The craze for internet spread-betting that has swept through City trading floors and the suburban housing market has finally gripped me; for three weeks I’ve been a slave to gambling websites. Up nights, tapping away…. Actually, it’s one website — Politicalbetting.com — which is not exactly a gambling site, more an online tipping service. And I’m not looking to bet, I’m looking for David Cameron.
I know, I know. Call me flighty. Back in May I was all for David Davis as opposition leader for the upcoming and possibly rather grim Brown years. Cameron, 38, was — well, a bit young. (What was I thinking? Etonians are made men at 18.) But on 9 June his rather appealingly 18th-century face was posted on the site alongside: ‘Can the Tories choose a toff? Does being an Old Etonian still disqualify you from being Tory leader?’ The accompanying post noted that this country’s last Etonian prime minister (out of 19 OEs) was Sir Alec Douglas-Home.
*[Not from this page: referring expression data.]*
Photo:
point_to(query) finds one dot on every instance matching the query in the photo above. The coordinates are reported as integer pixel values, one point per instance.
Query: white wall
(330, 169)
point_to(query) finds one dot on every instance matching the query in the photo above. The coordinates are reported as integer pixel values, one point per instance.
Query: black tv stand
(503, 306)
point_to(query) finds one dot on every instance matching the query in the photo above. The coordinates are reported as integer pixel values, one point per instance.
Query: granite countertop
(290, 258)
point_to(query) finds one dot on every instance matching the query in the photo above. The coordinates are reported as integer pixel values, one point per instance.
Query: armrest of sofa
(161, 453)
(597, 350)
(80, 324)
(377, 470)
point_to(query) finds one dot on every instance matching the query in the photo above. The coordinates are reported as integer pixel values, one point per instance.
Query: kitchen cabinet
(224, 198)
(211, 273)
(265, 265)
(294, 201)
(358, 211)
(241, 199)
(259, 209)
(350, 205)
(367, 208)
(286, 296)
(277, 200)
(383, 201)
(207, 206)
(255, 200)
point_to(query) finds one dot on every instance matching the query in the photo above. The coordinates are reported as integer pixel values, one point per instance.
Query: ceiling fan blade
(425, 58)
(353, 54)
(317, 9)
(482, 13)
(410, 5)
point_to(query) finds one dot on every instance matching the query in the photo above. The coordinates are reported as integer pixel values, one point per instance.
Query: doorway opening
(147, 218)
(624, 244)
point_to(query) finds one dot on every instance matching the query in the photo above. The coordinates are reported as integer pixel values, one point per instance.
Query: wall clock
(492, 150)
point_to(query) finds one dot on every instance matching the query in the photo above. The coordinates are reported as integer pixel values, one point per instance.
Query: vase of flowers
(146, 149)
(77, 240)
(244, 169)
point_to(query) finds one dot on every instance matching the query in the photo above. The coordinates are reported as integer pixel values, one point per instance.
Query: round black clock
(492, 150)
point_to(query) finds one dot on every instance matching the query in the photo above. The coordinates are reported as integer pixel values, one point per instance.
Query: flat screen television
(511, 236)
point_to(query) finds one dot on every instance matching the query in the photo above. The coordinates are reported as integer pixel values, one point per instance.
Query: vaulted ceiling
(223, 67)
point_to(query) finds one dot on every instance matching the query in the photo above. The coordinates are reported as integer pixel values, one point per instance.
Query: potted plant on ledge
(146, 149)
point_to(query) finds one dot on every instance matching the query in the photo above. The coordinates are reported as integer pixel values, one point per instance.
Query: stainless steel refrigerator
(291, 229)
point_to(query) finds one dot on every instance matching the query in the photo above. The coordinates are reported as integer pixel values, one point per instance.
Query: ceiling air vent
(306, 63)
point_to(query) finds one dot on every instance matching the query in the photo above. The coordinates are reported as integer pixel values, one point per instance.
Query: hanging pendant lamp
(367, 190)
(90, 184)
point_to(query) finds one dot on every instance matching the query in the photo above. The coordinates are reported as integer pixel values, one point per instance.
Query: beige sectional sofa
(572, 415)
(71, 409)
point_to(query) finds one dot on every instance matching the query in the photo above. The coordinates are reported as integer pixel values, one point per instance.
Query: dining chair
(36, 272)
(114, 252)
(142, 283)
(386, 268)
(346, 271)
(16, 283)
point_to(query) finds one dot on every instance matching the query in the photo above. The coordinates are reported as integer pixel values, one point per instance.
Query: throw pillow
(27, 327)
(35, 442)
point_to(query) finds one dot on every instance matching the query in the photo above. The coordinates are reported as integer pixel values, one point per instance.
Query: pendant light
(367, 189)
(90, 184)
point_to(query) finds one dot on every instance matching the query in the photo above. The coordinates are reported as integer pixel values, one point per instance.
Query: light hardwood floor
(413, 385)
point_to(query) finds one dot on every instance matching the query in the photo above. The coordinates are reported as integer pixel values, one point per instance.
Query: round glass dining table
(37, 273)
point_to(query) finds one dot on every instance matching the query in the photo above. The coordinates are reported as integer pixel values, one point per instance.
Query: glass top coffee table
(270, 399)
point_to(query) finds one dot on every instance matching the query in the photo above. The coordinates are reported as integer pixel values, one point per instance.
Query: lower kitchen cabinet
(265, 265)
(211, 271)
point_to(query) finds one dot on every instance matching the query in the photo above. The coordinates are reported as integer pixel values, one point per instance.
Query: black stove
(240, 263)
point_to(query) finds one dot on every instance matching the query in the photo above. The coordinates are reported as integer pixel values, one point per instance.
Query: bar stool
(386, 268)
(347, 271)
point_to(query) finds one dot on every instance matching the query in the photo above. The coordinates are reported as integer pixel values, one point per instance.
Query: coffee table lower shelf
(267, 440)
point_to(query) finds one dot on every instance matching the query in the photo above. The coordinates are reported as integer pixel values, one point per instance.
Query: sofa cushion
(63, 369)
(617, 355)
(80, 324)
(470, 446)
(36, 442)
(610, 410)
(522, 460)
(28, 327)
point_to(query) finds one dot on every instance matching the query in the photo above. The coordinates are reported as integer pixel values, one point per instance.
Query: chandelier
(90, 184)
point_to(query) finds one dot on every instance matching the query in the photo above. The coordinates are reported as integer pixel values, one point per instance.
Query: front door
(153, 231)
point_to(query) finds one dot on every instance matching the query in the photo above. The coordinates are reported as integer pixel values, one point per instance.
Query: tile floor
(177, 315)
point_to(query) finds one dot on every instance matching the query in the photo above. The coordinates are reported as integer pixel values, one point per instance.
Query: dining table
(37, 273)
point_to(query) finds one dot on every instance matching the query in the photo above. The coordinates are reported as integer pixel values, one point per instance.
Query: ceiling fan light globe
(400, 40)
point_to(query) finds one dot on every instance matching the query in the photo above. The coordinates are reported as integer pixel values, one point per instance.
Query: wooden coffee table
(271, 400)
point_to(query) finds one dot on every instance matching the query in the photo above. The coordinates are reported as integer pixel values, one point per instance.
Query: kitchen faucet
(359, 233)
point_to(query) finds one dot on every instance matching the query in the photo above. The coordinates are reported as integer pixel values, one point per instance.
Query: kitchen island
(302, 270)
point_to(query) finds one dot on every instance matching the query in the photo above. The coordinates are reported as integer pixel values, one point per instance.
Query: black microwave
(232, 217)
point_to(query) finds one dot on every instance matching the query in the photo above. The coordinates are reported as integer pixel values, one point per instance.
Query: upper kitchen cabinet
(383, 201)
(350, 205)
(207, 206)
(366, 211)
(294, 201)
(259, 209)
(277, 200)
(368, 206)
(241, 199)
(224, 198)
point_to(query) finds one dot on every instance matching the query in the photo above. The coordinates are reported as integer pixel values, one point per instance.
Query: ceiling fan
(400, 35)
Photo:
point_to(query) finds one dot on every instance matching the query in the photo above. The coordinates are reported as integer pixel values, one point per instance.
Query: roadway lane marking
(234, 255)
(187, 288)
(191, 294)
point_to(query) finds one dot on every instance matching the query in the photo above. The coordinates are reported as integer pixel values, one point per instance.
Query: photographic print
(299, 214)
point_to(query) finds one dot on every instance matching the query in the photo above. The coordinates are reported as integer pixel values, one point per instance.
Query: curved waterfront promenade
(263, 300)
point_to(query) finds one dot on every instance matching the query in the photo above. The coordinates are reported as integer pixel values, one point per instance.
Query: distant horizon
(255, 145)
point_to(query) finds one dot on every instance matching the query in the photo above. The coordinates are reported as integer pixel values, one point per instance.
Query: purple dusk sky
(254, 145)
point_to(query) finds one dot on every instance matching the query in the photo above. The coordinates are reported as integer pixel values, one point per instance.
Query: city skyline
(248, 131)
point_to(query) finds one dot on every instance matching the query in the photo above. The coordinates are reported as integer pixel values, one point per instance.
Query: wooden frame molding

Forty years ago, at the time when leaders were not voted in but simply ‘emerged’.
So, there’s Cameron, on my screen in his country-shabby navy jumper, looking inescapably toff-y, and I was curious to see how the punters would respond. Two hundred did vigorously, knowledgeably and politically. (Also coarsely.) The main thrust was a) it’s the parliamentary party that’s worried about supposed toffiness more than voters ever are, b) Cameron ‘looks nicer’ than Davis, and c) the dream ticket — for lots — would be Clarke and Cameron, if only Clarke were younger and Cameron older. They noticed his ‘youth’ but what mutterers call ‘David’s Eton thing’ passed them by.
Let’s deal with the Eton thing right now. Cameron’s name is never mentioned in print without the word ‘Old Etonian’ tagging it.